BenediktBurger commented 1 year ago

If no reply comes, you know something went wrong, and can retry and/or notify upstream Components. E.g

I would not put the burden of checking for an answer onto the Coordinator, as it does not know, whether an answer is required.

bilderbuchi commented 1 year ago

You mean, instead of dropping a name, it sends a "are you still alive?" message. and if no reply arrives, it is removed from the list? Good idea. So you give code a chance to respond, if they forgot their heartbeat.

Exactly.

But the user might know the Components name, he wants to connect to.

We are trying to specify the protocol, though, with as little as possible relying on user capability. ;-)

Due to heartbeats and incoming messages (which you cannot control), you have always the risk to receive another message than between sending a request and receiving a reply.

Yeah, but then you have different conversation IDs for different "topics", and a GET is a different thing from a CONNECT, why mix it up. Also, your protocol state machine gets easier if it starts with one option, a CONNECT, not any message?!

Yes, but you can already send local messages.

I think we need to decide if we always use the full addresses or not, for this.

If a "connect" is necessary, how do we deal with a dying (and restarting) Coordinator? Without the "connect" message, everything would continue as usual.

I fear I don't understand. If the coordinator is "dead", how can everything continue as usual? Aren't all the connections dead? It did not send heartbeats. How does the CONNECT message from a Component come into play here? Also, if a Coordinator dies, we are in deep shit already, anyway, no? :D

I did not think about that, as I thought, that humans give the names, but that is an idea.

Thanks. Sure humans can do that, but thinking of pymeasure, people also leave their instrument names alone most of the time, and it will be nice if we automatically disambiguate.

No. The leading period is not necessary, we could decide to drop it altogether. For the data protocol (topic filtering) we should use the full name.

:+1:

I would not put the burden of checking for an answer onto the Coordinator, as it does not know, whether an answer is required.

Elsewhere we talked about that a message always requires a reply (even if it is null) - I thought that to be the original purpose of the ACK - a reply in case no data/content is expected.

bilderbuchi commented 1 year ago

oh man, multi-parallel processing of discussion points :sweat: time for dinner soon :grin:

BenediktBurger commented 1 year ago

I fear I don't understand. If the coordinator is "dead", how can everything continue as usual?

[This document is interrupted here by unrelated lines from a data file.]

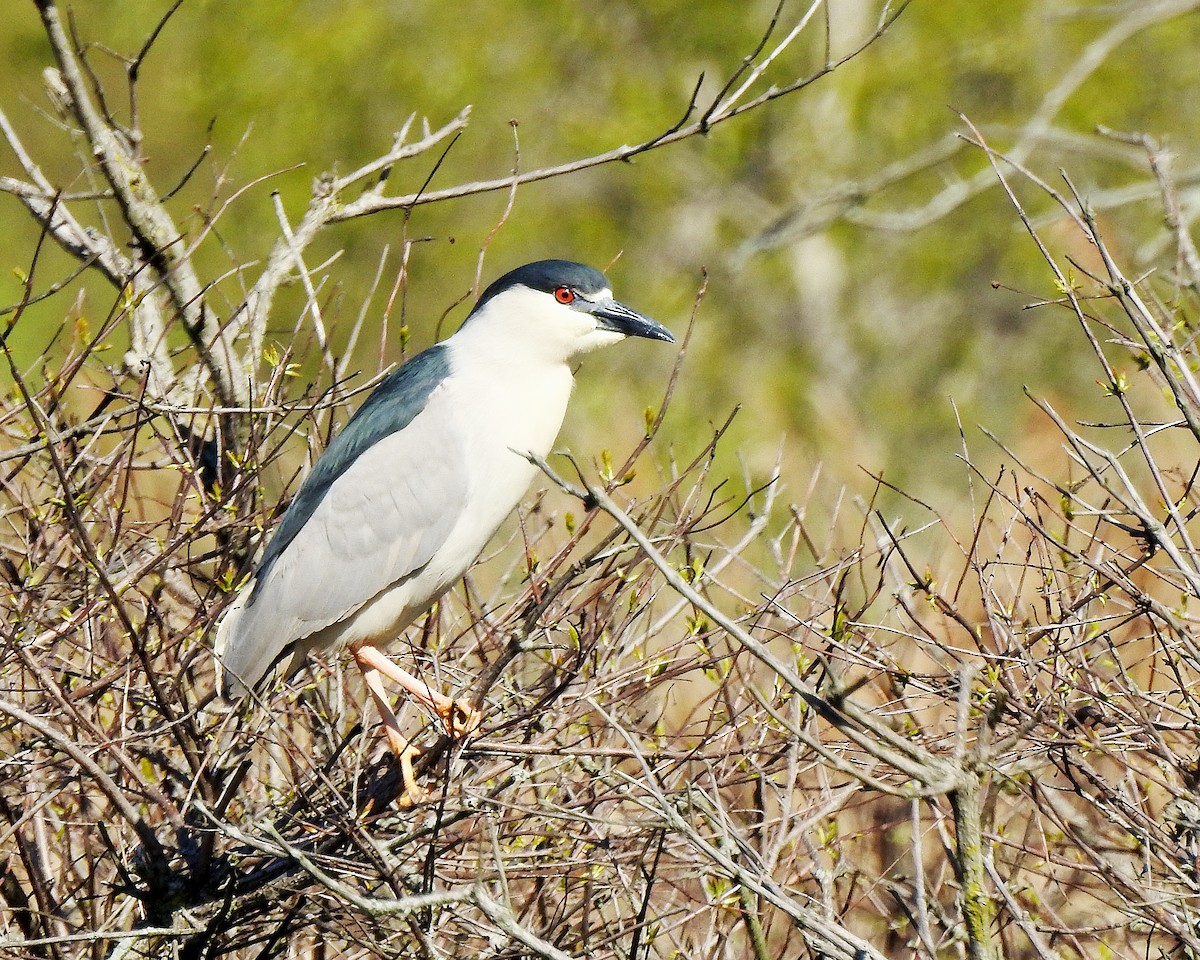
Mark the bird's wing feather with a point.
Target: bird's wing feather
(379, 517)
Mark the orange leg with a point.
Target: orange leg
(401, 745)
(457, 717)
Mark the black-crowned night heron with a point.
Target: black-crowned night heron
(411, 491)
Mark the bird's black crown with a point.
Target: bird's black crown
(547, 276)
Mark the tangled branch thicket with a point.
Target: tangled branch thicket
(713, 727)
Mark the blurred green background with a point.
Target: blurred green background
(850, 330)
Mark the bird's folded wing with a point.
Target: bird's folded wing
(383, 519)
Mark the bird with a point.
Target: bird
(409, 492)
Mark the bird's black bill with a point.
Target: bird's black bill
(613, 316)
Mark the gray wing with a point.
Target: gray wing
(381, 520)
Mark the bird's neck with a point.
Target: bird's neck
(516, 396)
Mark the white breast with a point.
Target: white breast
(504, 403)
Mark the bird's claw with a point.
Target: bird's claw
(460, 718)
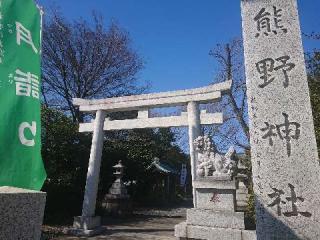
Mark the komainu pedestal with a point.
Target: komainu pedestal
(215, 215)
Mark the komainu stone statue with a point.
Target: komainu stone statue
(210, 162)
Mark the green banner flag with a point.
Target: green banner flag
(20, 149)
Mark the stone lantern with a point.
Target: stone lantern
(117, 202)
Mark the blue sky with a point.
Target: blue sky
(175, 36)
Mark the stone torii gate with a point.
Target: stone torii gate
(87, 223)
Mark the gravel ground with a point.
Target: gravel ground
(148, 224)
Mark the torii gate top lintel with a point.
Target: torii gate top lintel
(172, 98)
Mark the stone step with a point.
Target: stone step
(219, 219)
(242, 190)
(242, 197)
(186, 231)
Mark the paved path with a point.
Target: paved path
(137, 228)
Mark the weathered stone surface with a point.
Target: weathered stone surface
(21, 213)
(86, 223)
(217, 199)
(183, 230)
(286, 169)
(216, 193)
(218, 219)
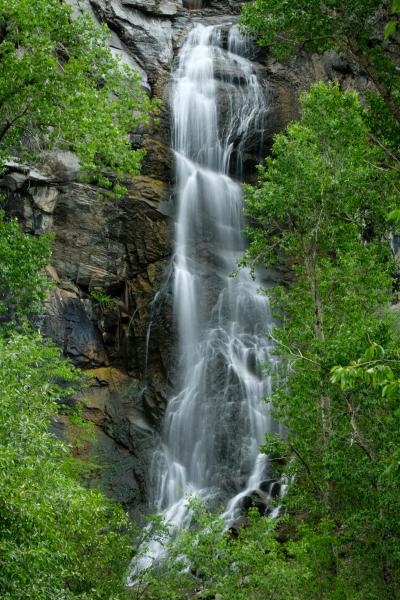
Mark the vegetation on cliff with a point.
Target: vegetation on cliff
(60, 86)
(325, 212)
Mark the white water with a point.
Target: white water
(215, 424)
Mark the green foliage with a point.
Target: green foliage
(22, 260)
(320, 211)
(61, 86)
(57, 539)
(287, 25)
(208, 562)
(105, 300)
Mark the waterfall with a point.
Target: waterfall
(215, 423)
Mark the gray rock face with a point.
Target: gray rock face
(123, 249)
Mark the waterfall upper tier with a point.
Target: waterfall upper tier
(217, 419)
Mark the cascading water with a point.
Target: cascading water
(214, 425)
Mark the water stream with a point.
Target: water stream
(215, 423)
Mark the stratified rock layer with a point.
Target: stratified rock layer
(110, 308)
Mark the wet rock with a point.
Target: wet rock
(254, 499)
(70, 321)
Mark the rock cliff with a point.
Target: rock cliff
(110, 307)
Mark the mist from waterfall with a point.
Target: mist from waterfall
(215, 423)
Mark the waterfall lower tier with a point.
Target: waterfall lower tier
(215, 423)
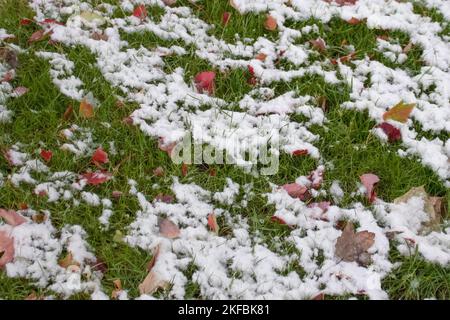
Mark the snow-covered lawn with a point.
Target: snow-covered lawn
(352, 97)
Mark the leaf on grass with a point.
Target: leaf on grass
(226, 18)
(212, 223)
(95, 178)
(68, 261)
(319, 44)
(152, 283)
(352, 247)
(86, 109)
(369, 181)
(168, 229)
(140, 12)
(392, 132)
(99, 157)
(400, 112)
(6, 249)
(204, 82)
(433, 206)
(46, 155)
(11, 217)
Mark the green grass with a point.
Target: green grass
(347, 143)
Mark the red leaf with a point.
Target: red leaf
(99, 157)
(300, 152)
(6, 249)
(392, 132)
(95, 178)
(226, 18)
(369, 181)
(46, 155)
(140, 12)
(11, 217)
(168, 229)
(204, 82)
(212, 223)
(25, 21)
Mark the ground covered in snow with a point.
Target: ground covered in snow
(351, 96)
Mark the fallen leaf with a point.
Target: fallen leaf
(212, 223)
(184, 169)
(154, 258)
(319, 44)
(140, 12)
(204, 82)
(166, 198)
(433, 206)
(11, 217)
(351, 246)
(86, 109)
(151, 283)
(68, 261)
(407, 48)
(354, 21)
(37, 36)
(369, 181)
(117, 289)
(6, 249)
(270, 23)
(99, 157)
(95, 178)
(168, 229)
(46, 155)
(400, 112)
(226, 18)
(68, 113)
(392, 132)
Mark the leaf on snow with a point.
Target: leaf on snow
(351, 246)
(270, 23)
(212, 223)
(6, 249)
(400, 112)
(168, 229)
(11, 217)
(369, 181)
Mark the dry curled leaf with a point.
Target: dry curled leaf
(352, 247)
(400, 112)
(168, 229)
(270, 23)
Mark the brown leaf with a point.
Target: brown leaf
(68, 261)
(168, 229)
(152, 283)
(11, 217)
(270, 23)
(351, 246)
(400, 112)
(86, 109)
(6, 249)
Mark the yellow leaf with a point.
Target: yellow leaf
(400, 112)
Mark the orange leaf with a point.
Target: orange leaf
(400, 112)
(270, 23)
(86, 109)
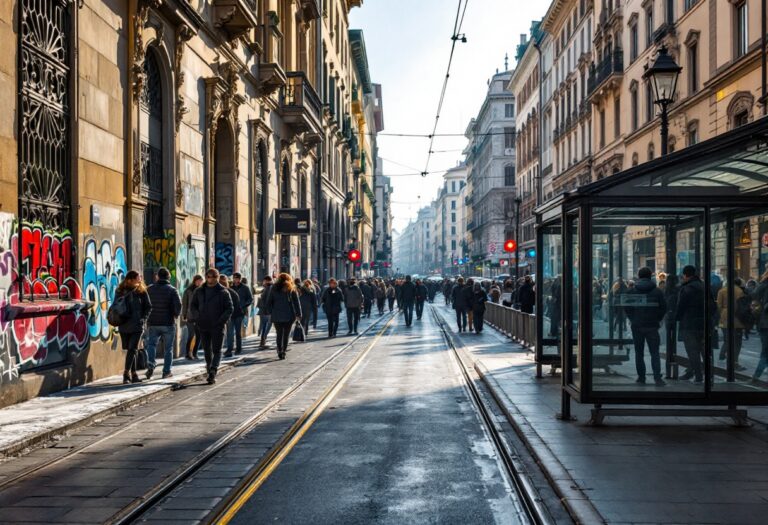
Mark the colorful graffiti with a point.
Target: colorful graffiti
(160, 251)
(225, 258)
(104, 266)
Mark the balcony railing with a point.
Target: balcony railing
(607, 68)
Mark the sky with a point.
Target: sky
(408, 44)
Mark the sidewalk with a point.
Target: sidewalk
(632, 470)
(31, 423)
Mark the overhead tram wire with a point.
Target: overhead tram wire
(454, 38)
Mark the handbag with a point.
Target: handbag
(298, 333)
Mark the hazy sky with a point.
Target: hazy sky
(408, 43)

If a Coordinator is restarted (due to being an OS service etc.), all the Components reconnect automatically (in Zmq), without knowing, that they reconnected. Due to constant heartbeats, the Connector rebuilds its address book fast and can route messages easily. Maybe a few messages will get rejected, but not all.

If we require a new "connect" message, all Components have to take an action.

bilderbuchi commented 1 year ago

If a Coordinator is restarted (due to being an OS service etc.), all the Components reconnect automatically (in Zmq), without knowing, that they reconnected. Due to constant heartbeats, the Connector rebuilds its address book fast and can route messages easily. Maybe a few messages will get rejected, but not all.

If we require a new "connect" message, all Components have to take an action.

OK, I think we are maybe talking about two different "connect" events. You are talking (afaict) about the zmq connection, which automatically gets reconnected. I was talking about exchanging the necessary info for a Component to interoperate with a Coordinator in LECO -- the address book, avro schemas, the Node's namespace, handshake stuff, whatever might come later.

If the Component does not even realise that the connection was gone for a while, indeed, why would it need a new CONNECT? However, at the first time it connects (also after it restarts), it needs some info (currently, mainly the address book and avro handshake), and that I would like to handle in a separate message exchange, not interspersed with regular control messages.